Un pasticcio tutto sardo: stop agli appalti. A rischio la spesa dei fondi Ue

I Comuni non hanno istituito la Centrale unica di committenza, obbligatoria dal 1° novembre. L’Anci chiede una leggina salva-appalti.

Stop agli appalti pubblici. E anche alle gare in affidamento diretto, con importi inferiori ai 20mila euro. La paralisi amministrativa scatta in 370 Comuni sardi (su 378) per via di un pasticcio giuridico-amministrativo di cui sono responsabili sia i Comuni che il Consiglio regionale. Nel frattempo l’Anci Sardegna, l’associazione che riunisce proprio gli enti locali, prova a metterci una pezza con una lettera-appello indirizzata alla Giunta e alla stessa Assemblea di via Roma. L’ha firmata il presidente Pier Sandro Scano.

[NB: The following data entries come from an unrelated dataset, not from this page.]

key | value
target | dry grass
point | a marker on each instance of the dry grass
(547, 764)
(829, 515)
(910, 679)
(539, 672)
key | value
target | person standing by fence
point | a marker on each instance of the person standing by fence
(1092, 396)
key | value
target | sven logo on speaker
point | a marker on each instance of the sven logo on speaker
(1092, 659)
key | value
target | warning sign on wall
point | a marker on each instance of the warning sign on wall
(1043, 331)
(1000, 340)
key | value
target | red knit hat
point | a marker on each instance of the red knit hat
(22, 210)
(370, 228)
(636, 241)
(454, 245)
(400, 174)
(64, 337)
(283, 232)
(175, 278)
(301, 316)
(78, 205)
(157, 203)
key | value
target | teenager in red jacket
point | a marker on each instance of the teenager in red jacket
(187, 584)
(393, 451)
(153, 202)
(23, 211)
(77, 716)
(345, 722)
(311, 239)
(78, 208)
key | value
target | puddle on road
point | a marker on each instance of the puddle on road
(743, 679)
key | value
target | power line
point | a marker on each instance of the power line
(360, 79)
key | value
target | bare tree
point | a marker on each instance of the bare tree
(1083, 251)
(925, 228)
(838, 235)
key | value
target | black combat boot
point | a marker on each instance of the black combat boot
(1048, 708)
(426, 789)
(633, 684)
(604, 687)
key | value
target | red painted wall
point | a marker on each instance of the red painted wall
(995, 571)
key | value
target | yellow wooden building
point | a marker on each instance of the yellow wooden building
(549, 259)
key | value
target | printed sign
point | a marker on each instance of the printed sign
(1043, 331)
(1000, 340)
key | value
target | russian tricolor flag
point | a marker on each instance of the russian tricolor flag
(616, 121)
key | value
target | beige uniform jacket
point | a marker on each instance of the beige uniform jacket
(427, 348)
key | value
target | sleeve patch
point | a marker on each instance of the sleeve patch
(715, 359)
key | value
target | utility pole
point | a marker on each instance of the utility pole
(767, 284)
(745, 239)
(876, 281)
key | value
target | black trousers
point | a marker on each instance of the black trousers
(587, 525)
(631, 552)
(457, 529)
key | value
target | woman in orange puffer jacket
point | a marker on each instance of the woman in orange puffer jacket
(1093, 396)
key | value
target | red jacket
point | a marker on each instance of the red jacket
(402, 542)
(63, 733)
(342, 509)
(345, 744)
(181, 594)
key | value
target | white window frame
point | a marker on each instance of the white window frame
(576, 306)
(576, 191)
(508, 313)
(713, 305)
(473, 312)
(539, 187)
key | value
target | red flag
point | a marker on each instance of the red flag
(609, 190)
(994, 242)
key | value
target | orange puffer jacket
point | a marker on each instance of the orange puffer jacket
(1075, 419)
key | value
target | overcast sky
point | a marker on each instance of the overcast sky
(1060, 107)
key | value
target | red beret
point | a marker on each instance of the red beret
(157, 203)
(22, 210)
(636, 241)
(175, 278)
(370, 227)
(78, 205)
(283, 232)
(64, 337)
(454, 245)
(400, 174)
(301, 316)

L’inadempienza dei Comuni non capoluogo è che entro il 1° novembre avrebbero dovuto istituire la Centrale unica di committenza. È una macro stazione appaltante, da organizzare in forma associata nei centri sotto i 5mila abitanti, mentre in quelli più grandi può essere anche autonoma. Tuttavia, pochissime amministrazioni hanno avviato le procedure e si sono messe in regola, adducendo come motivazione il fatto che è ancora in discussione la riforma delle Province. Ovvero, quel riordino in cui saranno fissate anche le regole per formare le Unioni dei Comuni, cui spetterà gestire, tra le altre cose, la Centrale unica di committenza.

Per un altro verso, è stato il Consiglio a mettere come scadenza il 1° novembre, a differenza di quanto hanno fatto altre regioni italiane, dove la data ultima per istituire la Centrale è stata fissata al 1° gennaio 2016.

Scano ha scritto oggi a Francesco Pigliaru e all’Assemblea regionale guidata da Gianfranco Ganau. Il presidente dell’Anci chiede che, attraverso una leggina, “l’istituzione della Centrale unica venga prorogata al 1° gennaio 2016 o al 1° febbraio 2016, al fine di evitare il blocco e la paralisi delle attività dei Comuni”.

Scano sollecita il provvedimento normativo “con assoluta urgenza”, visto che a fermarsi sarebbero “tutte le procedure di appalto e affidamento di lavori, servizi e acquisizione di beni. Un blocco – scrive il presidente – che sarebbe particolarmente rovinoso, se si tiene conto, ad esempio, delle scadenze legate alla spendita dei fondi europei”.

Adesso il pasticcio rischia di aprire una nuova frattura politica: i sindaci non lo dicono apertamente, ma loro imputano ogni responsabilità al Consiglio regionale, visto che la riforma delle Province è in discussione da undici mesi.

Al. Car.
(@alessacart on Twitter)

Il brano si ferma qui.